The new round of sanctions imposed on Russia by the United States in April was a game-changer for the central bank, dashing its imminent plans to proceed with rate cuts that are designed to prop-up sluggish economic growth.

The sanctions, which targeted a number of Russian individuals and companies, hit the Russian market hard, sending the rouble to its weakest level since 2016.

Taking into account the central bank’s signal that it will not cut the key rate as low as previously thought, 11 out of 20 analysts and economists who gave their rate forecasts said they expected the bank to lower the rate to 7.00 percent at its next board meeting in June from 7.25 percent at present.

The rate level by the end of 2018 is now seen at 6.75 percent versus 6.50 percent predicted by the previous poll a month ago.

There is a chance the central bank could trim rates in June but that will depend on whether the rouble recovers further, given that it is still some 10 percent weaker versus the dollar than it was at the end of March, said Christopher Shiells, an analyst at Informa Global Markets.

Still, inflation is seen steadily low at 3.4 percent this year, below the central bank’s target of 4.0 percent, the poll showed.

The latest poll also indicated the consensus forecast for 2018 gross domestic product growth lowered to 1.7 percent from 1.8 percent one month earlier.

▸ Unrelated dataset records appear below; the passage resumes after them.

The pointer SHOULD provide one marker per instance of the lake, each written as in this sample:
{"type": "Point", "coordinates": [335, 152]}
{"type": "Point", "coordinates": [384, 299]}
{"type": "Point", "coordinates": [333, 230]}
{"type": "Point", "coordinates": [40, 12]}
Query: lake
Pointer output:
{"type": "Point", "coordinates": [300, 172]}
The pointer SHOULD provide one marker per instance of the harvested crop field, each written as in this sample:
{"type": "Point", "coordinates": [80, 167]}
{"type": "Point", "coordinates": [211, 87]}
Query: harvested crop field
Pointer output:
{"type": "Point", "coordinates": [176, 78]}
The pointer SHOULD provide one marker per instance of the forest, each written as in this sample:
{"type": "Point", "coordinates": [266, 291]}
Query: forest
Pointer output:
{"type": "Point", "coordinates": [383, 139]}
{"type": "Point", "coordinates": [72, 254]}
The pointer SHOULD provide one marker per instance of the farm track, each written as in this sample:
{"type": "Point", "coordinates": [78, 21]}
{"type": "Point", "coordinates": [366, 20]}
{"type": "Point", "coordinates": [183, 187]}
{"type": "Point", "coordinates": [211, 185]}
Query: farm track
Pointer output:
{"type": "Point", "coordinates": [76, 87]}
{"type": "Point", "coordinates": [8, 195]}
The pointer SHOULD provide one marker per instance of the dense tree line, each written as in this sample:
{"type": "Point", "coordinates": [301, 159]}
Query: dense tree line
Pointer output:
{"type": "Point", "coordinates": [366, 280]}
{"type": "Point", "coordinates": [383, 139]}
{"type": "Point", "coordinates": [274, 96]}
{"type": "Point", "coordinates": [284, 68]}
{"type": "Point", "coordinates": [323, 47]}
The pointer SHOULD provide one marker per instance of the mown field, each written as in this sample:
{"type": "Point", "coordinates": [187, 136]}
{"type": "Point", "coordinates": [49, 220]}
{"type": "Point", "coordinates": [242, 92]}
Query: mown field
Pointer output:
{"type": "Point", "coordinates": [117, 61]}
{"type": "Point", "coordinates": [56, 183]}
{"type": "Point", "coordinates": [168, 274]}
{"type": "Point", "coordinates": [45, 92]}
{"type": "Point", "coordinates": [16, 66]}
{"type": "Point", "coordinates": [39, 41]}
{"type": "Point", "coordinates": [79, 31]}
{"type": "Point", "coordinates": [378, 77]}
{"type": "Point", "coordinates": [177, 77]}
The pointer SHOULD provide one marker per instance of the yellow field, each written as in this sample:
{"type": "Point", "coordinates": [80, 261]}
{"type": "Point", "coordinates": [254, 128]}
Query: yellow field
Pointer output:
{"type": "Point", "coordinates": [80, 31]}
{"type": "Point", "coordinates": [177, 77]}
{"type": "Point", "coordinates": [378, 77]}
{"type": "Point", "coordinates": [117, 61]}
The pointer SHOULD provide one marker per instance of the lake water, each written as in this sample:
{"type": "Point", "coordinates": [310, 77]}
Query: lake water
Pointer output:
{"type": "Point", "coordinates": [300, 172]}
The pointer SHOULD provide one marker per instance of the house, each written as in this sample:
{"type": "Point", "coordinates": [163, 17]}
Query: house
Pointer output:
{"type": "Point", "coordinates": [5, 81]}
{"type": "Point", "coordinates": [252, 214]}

Forecasts for 2018 economic growth ranged from 1.0 percent to 2.5 percent.

“We found the general consensus to be that the new sanctions would not destabilise the macroeconomic situation,” Morgan Stanley analysts said.

“However, we see some downside risks to our 2.3 percent growth forecast, given that sanctions would affect business confidence and reduce private sector investment, increase the cost of funding and turn the central bank more cautious,” they said.

The lower growth rate is seen as a consequence of the sanctions that sent shares in four publicly listed companies with links to those sanctioned individuals plummeting both in Russia and elsewhere: Rusal, EN+ Group, GAZ group and Polyus.

“Sanctions have a direct impact on reduction of production at Rusal factories, reduction in electricity production,” said Kirill Tremasov, a former economy ministry official and now head of research at Loko-Invest.

“The introduction of sanctions drastically raised uncertainty for the business environment in the Russian economy. Threats of counter-measures also contribute to this,” said Tremasov.

The rouble rate is also on track to feel pressure from sanctions. In a year from now, the rouble is seen at 60.30 against the dollar versus a level of 57.35 per dollar predicted a month ago.

On Saturday, a rare working day for the Moscow Exchange, the rouble traded at 62.22 versus the dollar.